Sammendrag
Primary cementing of a casing string involves removing drilling fluid from the annular space behind the casing string and replacing it with a cement slurry. The annular cement sheath should provide zonal isolation along the well and prevent leakage of formation fluids to the environment. In the conventional cementing operation, the cementing fluids are pumped down the well inside the casing and up toward the surface within the annulus to be cemented. In reverse circulation cementing operations, the cementing fluids are instead injected directly to the annulus from the surface, and the drilling fluids is displaced downward from the surface. Since reverse cementing requires less circulation pressure, it may be preferrable to use the reverse circulation method when cementing across weak formations.
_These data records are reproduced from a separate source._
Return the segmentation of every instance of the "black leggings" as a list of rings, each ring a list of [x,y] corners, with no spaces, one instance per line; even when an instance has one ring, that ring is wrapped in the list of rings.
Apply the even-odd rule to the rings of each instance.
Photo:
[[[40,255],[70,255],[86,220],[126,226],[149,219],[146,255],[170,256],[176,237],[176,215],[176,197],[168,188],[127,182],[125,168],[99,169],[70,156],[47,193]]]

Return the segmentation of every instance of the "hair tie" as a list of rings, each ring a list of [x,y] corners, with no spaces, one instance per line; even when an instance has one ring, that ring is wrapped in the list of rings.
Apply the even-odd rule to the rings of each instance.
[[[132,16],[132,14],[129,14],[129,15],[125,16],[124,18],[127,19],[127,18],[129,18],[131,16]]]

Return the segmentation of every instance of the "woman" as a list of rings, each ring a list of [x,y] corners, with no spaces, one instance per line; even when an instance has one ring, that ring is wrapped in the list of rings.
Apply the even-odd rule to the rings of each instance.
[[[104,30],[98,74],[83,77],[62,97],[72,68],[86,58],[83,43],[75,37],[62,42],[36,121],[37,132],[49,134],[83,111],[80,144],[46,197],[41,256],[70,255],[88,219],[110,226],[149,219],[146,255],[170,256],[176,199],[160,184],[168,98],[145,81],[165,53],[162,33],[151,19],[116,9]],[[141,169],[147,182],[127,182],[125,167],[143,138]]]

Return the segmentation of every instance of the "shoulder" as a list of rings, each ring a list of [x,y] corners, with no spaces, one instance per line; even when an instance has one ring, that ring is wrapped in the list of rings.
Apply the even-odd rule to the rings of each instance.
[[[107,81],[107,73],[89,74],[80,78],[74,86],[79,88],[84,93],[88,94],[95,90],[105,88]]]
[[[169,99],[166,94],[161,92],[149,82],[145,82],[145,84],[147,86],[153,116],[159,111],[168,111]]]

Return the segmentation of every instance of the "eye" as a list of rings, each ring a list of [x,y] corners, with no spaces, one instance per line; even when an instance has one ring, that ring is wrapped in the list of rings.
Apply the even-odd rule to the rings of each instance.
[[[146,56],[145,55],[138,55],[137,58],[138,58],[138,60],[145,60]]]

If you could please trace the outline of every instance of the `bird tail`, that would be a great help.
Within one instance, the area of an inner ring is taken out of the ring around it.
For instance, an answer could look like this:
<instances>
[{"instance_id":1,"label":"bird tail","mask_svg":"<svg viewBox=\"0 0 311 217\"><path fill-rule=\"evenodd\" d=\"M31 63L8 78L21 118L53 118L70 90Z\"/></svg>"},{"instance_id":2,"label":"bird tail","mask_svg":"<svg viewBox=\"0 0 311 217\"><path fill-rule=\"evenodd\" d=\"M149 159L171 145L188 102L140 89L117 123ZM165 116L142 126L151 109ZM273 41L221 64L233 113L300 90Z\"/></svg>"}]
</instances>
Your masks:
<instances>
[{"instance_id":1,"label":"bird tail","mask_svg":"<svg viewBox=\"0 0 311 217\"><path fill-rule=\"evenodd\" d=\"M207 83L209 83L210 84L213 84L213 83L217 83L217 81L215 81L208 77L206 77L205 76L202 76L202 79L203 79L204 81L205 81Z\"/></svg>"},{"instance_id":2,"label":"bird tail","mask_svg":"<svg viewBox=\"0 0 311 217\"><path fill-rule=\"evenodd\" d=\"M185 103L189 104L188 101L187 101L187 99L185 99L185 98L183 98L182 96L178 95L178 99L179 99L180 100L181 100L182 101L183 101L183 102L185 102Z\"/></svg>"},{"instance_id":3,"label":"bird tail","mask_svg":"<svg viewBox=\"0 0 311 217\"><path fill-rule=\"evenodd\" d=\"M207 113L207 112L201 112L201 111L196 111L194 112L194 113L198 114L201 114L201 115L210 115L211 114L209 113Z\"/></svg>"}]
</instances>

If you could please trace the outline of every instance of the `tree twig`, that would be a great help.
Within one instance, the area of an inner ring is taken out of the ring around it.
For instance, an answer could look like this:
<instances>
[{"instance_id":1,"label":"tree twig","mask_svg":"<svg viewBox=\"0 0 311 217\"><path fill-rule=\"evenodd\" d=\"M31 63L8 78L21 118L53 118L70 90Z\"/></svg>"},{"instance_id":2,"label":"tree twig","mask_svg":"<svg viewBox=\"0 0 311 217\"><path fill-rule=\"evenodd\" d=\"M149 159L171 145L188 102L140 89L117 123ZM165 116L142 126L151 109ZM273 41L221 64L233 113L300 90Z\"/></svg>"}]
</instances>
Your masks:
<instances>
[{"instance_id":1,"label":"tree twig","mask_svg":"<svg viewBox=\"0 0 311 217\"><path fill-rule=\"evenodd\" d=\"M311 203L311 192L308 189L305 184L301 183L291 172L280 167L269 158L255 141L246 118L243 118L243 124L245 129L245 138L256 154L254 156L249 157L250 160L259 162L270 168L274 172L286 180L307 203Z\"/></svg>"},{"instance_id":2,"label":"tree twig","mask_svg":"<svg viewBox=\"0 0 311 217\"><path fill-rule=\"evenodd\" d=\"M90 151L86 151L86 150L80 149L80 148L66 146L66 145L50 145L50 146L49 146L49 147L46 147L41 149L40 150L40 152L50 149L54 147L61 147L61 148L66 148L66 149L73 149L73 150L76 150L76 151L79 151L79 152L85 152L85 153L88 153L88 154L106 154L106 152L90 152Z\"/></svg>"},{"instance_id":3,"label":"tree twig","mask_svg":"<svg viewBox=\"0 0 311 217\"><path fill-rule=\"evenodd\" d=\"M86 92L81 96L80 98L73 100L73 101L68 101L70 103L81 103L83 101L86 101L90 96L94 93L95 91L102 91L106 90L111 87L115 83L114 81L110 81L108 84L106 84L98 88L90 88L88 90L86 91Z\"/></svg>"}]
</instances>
However, it may also lead to an increased risk of fluid contamination during mud displacement since the denser cementing fluids are now displacing the drilling fluid downward in a density-unstable configuration. We present an experimental study of reverse circulation displacement of a vertical concentric
annulus. Our focus is on the effect of the viscosity hierarchy of fluids on the displacement. Our results show that there is a strong tendency for backflow and transverse flow during densityunstable displacements. When considering displacements involving fluid pairs with a fixed mean viscosity, we find a stabilization of the displacement when the displacing fluid is the more viscous of the two. When the less viscous Newtonian fluid is displacing the more viscous shear thinning fluid, the displacing fluid elongates more along the annulus. Investigation of iso-dense fluid pairs shows that there is a clearer interface between two fluids when the displaced fluid is more viscous than the displaced fluid, but the shape of the interface between two fluids is not steady.